February 1, 2022
Burnout: Technology Should Help, Not Hinder
Medscape recently released its 2022 Physician Burnout and Depression Report. The results are in and they don’t paint a bright picture. Emergency Medicine physicians reported the highest increase in burnout year-over-year, jumping from 43% to a staggering 60%. Critical Care physicians came in a close second at 56%. The biggest cause of this burnout across the board? Tasks like charting and paperwork…monotonous, time-consuming efforts.
The report surveyed 13,000+ physicians across 29 specialties. What is shocking from this report is that, in 2022, charting and paperwork outrank all the other physician stressors, even during a pandemic. Surprisingly, COVID was not a top cause for depression and burnout. It made the list, but did not rank as highly as expected (ranked 10 out of 11). It is undeniable that something must change.
What can reasonably be inferred here? The systems and software supporting physicians are not cutting it.
Litmus Test for Digital Transformation
Remember when we thought we would have flying cars by 2020? We’ve come a long way but little did we know we needed to lower our expectations for technological advancement – particularly in healthcare.
I continue to be surprised when clinicians do not readily (and consistently) have tools that make it easier for them to care for patients; to cross all the charting t’s, and to dot all the paperwork i’s. I’m not in patient care and I’m not pretending to know what it’s like to chart during and after a long/stressful/packed/overworked day. But hear me out. I have been on the patient side. If you’re like me, you’ve seen this scene play out too many times to count:
[Nurse pushes heavy cart in room, with a computer on top]
“I’m going to review your medical history.”
“Okay, sounds good, thanks.”
“Agh, the computer crashed on me, again.”
[Waiting, waiting, waiting for a reboot]
[Physician walks in, without access to complete medical history]
How many times have you heard your care team complain about technology?
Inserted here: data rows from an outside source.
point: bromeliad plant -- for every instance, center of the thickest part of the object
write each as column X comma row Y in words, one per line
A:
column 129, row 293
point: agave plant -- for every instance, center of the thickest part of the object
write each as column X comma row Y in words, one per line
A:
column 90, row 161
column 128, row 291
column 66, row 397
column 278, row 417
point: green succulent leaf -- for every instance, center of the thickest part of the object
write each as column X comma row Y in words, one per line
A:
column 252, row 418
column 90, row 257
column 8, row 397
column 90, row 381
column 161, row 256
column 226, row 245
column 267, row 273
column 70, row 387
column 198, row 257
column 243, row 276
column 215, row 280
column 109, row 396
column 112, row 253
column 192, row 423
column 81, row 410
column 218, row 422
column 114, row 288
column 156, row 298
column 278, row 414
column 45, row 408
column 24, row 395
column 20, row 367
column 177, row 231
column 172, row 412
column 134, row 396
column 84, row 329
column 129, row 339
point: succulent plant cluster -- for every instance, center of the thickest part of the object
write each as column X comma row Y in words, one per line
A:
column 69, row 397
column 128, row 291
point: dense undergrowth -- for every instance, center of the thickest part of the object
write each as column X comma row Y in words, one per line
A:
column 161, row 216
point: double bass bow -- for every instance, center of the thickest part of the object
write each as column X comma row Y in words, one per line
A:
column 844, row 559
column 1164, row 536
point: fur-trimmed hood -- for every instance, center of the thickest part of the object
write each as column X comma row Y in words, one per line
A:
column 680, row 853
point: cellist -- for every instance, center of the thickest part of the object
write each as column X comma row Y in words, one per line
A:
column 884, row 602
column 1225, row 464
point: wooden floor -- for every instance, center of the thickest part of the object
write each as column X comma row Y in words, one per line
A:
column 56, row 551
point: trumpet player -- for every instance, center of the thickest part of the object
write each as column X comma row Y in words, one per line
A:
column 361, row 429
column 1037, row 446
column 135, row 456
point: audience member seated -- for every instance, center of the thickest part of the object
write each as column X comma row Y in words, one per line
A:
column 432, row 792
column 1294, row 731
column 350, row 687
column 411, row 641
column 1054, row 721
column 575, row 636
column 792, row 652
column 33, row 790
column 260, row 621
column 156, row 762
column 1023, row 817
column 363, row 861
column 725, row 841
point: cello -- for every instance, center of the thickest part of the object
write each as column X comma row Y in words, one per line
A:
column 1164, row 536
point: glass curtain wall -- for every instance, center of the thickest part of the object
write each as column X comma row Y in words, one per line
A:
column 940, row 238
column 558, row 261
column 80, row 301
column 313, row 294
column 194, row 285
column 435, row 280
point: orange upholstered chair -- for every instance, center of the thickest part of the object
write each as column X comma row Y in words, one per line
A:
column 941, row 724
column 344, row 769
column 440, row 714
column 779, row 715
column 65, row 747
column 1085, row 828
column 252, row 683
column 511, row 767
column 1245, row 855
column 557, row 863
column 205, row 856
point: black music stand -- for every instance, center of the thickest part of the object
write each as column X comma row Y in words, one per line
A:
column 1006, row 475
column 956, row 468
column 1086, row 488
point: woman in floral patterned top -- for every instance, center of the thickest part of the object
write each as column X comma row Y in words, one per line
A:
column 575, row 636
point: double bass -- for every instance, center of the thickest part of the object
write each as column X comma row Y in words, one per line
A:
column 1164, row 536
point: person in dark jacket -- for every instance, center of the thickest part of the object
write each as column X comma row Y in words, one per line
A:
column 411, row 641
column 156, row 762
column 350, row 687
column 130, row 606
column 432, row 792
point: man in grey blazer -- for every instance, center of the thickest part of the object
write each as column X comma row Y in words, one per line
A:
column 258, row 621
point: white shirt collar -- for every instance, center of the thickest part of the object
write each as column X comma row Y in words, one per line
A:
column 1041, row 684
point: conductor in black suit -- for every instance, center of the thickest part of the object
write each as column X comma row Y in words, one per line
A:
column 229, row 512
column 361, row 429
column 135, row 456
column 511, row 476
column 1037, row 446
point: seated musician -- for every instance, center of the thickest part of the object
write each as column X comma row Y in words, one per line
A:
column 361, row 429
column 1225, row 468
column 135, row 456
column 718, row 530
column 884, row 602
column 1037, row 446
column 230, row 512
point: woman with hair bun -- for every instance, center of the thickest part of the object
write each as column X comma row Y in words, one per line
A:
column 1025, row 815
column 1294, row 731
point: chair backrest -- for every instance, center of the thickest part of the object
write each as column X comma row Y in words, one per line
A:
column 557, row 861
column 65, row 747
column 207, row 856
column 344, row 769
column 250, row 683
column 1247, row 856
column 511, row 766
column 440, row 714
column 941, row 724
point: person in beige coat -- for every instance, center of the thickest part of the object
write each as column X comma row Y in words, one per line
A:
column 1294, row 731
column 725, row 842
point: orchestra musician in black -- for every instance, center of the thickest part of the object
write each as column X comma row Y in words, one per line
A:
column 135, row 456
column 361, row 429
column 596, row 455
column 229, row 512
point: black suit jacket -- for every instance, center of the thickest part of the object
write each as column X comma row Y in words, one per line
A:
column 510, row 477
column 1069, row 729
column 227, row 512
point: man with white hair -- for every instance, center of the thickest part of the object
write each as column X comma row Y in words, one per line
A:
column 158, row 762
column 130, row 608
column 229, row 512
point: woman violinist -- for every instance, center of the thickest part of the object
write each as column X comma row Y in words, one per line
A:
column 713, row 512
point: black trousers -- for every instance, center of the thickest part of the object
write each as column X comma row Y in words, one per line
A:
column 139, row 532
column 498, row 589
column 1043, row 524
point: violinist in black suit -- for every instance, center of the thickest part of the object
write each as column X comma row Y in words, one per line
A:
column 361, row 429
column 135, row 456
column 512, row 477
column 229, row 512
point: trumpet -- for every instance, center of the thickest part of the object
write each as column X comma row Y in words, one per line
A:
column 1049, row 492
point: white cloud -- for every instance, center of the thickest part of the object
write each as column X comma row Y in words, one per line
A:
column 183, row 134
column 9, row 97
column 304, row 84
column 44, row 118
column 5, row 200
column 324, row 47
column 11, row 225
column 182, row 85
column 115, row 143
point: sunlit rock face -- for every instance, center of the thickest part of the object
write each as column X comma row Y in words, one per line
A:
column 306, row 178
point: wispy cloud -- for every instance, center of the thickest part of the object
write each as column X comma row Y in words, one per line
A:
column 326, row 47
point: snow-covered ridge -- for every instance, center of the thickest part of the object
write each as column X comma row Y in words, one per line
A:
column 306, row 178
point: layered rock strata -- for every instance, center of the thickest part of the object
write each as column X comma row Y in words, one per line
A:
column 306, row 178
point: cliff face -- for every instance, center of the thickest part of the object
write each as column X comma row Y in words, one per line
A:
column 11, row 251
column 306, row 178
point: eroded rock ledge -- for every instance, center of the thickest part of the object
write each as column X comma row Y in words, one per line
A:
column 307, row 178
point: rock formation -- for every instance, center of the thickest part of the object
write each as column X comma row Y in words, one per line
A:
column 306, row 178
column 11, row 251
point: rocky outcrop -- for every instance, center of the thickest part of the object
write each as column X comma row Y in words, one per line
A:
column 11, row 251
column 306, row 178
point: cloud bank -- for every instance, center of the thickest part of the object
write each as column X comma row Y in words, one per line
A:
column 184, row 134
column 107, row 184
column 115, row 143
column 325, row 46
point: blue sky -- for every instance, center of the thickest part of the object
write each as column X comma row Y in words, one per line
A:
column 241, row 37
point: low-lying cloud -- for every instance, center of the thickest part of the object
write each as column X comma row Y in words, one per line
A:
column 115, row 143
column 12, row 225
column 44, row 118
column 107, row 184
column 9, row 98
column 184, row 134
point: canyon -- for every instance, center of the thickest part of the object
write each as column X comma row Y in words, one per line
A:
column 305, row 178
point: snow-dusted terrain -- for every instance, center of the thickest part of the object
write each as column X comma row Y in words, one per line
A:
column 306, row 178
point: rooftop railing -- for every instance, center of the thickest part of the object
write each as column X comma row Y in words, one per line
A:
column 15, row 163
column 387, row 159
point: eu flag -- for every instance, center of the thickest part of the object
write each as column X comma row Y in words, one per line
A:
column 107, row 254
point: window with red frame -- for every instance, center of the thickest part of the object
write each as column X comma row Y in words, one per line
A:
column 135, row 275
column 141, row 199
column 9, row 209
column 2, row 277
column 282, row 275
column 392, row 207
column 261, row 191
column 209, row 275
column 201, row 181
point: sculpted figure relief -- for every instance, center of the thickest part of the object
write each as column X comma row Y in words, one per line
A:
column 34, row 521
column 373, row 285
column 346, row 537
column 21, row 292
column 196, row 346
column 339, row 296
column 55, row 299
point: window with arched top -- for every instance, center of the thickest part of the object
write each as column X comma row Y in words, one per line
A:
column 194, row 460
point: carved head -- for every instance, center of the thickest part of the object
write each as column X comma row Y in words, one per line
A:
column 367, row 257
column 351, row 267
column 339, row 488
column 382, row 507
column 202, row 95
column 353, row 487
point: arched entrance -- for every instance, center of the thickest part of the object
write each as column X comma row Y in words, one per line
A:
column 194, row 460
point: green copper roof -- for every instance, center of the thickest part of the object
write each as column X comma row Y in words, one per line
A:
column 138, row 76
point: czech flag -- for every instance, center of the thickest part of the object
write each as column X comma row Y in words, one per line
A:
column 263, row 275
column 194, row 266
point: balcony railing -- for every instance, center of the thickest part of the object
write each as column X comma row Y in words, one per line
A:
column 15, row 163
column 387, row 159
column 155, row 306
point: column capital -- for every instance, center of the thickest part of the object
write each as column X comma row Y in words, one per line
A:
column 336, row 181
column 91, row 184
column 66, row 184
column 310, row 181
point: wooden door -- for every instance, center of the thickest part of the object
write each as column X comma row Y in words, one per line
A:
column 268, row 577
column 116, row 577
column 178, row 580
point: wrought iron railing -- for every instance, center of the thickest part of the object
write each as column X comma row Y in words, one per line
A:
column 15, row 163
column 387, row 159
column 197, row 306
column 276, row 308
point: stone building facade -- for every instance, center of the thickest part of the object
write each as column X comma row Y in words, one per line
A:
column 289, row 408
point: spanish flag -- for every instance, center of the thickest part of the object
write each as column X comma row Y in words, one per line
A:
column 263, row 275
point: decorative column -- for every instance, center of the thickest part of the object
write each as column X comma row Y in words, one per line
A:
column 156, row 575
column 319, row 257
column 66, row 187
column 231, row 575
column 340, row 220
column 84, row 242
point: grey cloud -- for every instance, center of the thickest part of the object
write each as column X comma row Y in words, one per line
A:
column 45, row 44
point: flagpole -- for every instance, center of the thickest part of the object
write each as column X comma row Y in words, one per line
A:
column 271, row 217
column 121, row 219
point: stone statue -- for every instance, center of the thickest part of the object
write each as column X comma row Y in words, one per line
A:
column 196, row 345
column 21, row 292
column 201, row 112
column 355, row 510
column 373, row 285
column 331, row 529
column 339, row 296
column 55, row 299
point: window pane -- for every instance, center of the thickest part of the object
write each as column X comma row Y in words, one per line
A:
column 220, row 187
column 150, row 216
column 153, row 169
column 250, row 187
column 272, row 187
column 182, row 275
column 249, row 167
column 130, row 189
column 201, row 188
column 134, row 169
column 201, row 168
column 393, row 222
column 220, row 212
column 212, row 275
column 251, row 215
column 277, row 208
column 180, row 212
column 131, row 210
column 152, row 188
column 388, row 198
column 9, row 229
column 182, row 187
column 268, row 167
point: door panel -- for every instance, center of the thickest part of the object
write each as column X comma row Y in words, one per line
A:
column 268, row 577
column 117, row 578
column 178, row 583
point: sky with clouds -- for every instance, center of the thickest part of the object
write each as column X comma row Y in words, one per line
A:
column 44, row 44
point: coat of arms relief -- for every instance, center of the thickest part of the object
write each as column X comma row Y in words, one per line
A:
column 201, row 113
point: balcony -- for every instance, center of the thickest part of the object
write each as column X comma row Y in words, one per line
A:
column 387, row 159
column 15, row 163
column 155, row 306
Or worse yet, how many times have you struggled with the technology available to you?
About 10 years ago (when I was was employed at a large EHR organization) I was on-site at a hospital to supports its effort to roll out a new physician documentation system. One physician threw a stapler the minute he walked into the room and learned the system was live. That is a story for another day… but the experience made me realize it was likely his negative experiences with technology that gave him such a strong reaction. How many systems had he learned previously that slowed down his ability to practice medicine?
All new software for physicians (and patients) should speed up, enhance, and improve experience and the resulting outcome. We know that is not always the case.
AI-Enabled Tech That Helps, Not Hinders
That is why I’m so excited about what our team is doing here at Vital. We have a brilliant team who creates modern, AI-enabled software. Software that is unbelievably intelligent, easy to use, and works within existing workflows. Software that helps and does not hinder a physician's ability to do his or her job.
The mission to create beautiful and modern software is at the core of why Aaron Patzer and Dr. Schrager founded Vital: they saw how current ED software led to inefficiencies, information silos, and poor patient and clinician experiences.
The report demonstrates the collective need for the healthcare industry to stand up processes and technology that is efficient and reduces physician stress. Vital is doing that: improving the patient and provider experience with significant positive results realized at health systems across the U.S.
How many times have you observed healthcare technology to be a hindrance, not a help?